CLINICAL SCENARIOStandard

CLINICAL PROMPT

"A 28-year-old female presents 3 years after ACL reconstruction. She has Grade 3 pivot shift, varus thrust gait, and dial test positive at 30 degrees. MRI shows intact but incompetent ACL graft. What is your comprehensive management plan?"

PRACTICAL APPROACH

This patient has the TRIPLE VARUS KNEE: (1) constitutional bone varus, (2) posterolateral corner (PLC) deficiency (positive dial test at 30°), and (3) varus thrust gait. This is a complex multiligament failure that requires comprehensive reconstruction and alignment correction. CLINICAL ASSESSMENT: Confirm PLC deficiency with dial test at 30° and 90° (positive at 30° only = isolated PLC), varus stress testing, reverse pivot shift. Assess ACL graft with Lachman, anterior drawer, pivot shift. Full limb alignment with standing long leg radiographs - measure mechanical axis deviation and weight-bearing line. CT for tunnel assessment. MRI for graft status, meniscal/cartilage assessment, PLC structures (LCL, popliteus, popliteofibular ligament). SURGICAL PLAN - This requires STAGED or CONCURRENT approach: STAGE 1/CONCURRENT: HIGH TIBIAL OSTEOTOMY (HTO) - Correct mechanical axis to neutral or slight overcorrection (62-65% of tibial width). Medial opening wedge technique preferred - allows concurrent procedures.

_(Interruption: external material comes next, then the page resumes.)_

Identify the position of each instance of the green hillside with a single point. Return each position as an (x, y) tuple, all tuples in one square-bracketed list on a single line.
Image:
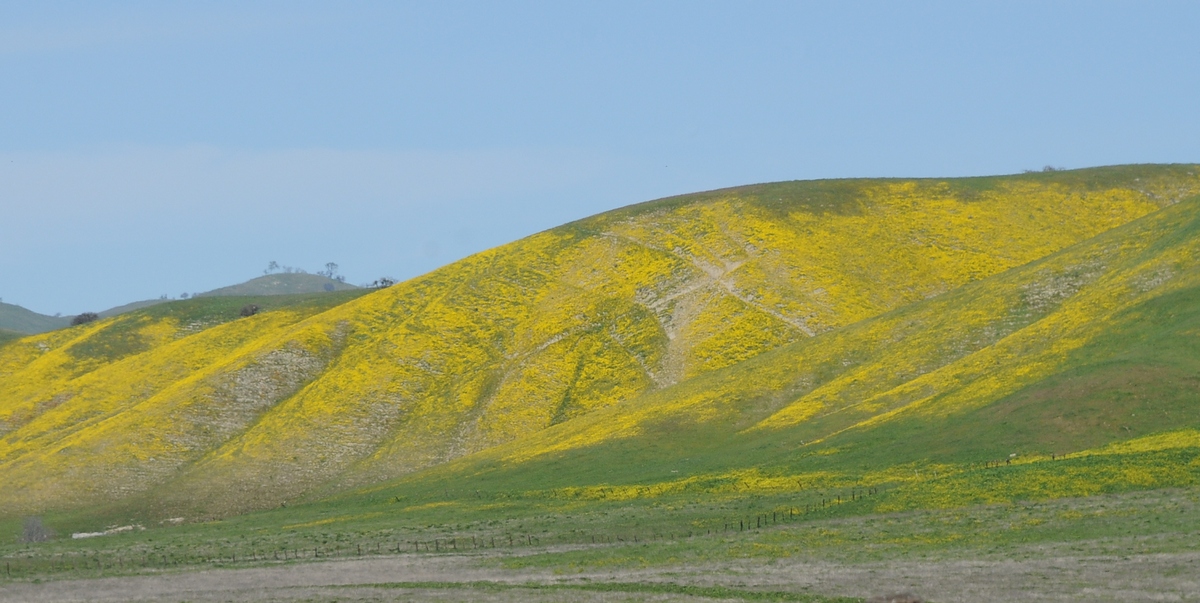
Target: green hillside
[(17, 318), (790, 338), (9, 335), (287, 284)]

This is ESSENTIAL because uncorrected varus will overload any ligament reconstruction. LIGAMENT RECONSTRUCTION: ACL revision with contralateral BPTB autograft. PLC reconstruction using Larson technique or modified LaPrade (reconstruct LCL, popliteus, popliteofibular ligament). Anterolateral ligament reconstruction given high-grade pivot shift and revision setting. TECHNICAL CONSIDERATIONS: If HTO concurrent, fix osteotomy first then perform arthroscopic ACL through same incision. PLC reconstruction through posterolateral approach - identify and protect peroneal nerve. Rehabilitation is prolonged - protect osteotomy and all reconstructions, brace 6 weeks, progressive weight bearing once osteotomy healed (8-12 weeks).